I define "good" on two axes:
- Data structure — does the output match the schema? Are required fields there? Are types right?
- Output quality — is the content actually useful? Is it specific? Does it match the rules I laid down?
Day one, the eval is a spreadsheet and my eyeballs. That's fine. Over time it turns into:
- Layer 1: Schema validation — automated, binary, zero errors tolerated
- Layer 2: Content quality — LLM-as-judge scoring with rubrics
- Layer 3: Cross-item consistency — does the same input produce similar outputs
- Layer 4: Coverage — does the output hit all the categories it should
The thresholds are grounded in product requirements, not in what the model happens to produce on sample data. If a real user needs the output to be 95% correct, that's the bar. Not "85% because that's where we landed."
The Infrastructure Layer
Underneath the four stages, there's a layer I didn't set out to build but ended up needing:
- Skills — reusable capabilities I call on over and over (PRD generator, JTBD extractor, persona writer, competitive analysis)
- Scheduled tasks — recurring automation (daily knowledge digest, weekly content distillation, folder maintenance) that reads state, does work, and logs feedback so the next run is smarter
- Runbooks — when a system needs many steps and consistent results, ask Claude to create a runbook. There are fancier ways to do it, but if everything is already in your project folder, a runbook with specific steps and checks does the trick.

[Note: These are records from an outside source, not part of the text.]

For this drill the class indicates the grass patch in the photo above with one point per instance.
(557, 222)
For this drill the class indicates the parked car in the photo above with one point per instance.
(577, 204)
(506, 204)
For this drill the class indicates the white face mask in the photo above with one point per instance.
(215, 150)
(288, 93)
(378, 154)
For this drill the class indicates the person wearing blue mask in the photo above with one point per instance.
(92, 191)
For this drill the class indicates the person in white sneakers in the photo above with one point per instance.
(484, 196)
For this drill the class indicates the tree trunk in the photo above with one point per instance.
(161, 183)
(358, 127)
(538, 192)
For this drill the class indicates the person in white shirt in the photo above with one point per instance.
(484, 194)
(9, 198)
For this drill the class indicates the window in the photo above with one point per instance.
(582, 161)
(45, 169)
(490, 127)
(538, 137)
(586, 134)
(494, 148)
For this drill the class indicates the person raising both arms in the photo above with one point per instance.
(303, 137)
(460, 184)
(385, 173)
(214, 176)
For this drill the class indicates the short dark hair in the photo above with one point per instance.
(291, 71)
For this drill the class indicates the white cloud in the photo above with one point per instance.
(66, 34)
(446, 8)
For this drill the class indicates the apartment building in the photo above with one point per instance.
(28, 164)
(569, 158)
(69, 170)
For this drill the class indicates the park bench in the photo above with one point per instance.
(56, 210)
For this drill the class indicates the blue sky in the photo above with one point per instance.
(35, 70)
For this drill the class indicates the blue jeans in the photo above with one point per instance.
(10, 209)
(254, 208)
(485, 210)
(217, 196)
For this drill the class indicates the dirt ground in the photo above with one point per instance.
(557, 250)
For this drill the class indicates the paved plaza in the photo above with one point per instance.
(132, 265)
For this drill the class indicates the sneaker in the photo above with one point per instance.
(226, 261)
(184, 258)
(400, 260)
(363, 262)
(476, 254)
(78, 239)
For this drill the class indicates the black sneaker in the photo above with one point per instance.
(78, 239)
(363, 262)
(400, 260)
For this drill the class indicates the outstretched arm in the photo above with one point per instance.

This is what makes Claude Code feel less like a tool and more like a workspace. Not everything needs to be a skill — a one-off is a one-off. But when I catch myself doing the same thing twice, I write a skill for it.
What I'd Tell a Friend Starting Today
- Pick one small real project. Not a toy, not a big bet. Something you'd actually use.
- Spend an hour on Context before you spend a minute on code.
- Start in Plan Mode. Argue with the first plan.
- Let Claude build. Stay out of the way.
- Review the output. Write down what's wrong. Feed it back.
- When you do the same thing twice, make it a skill.
Your reasoning skills are the moat. AI collapses the time from idea to prototype, but it doesn't decide what to build or what "good" means. That part is still yours.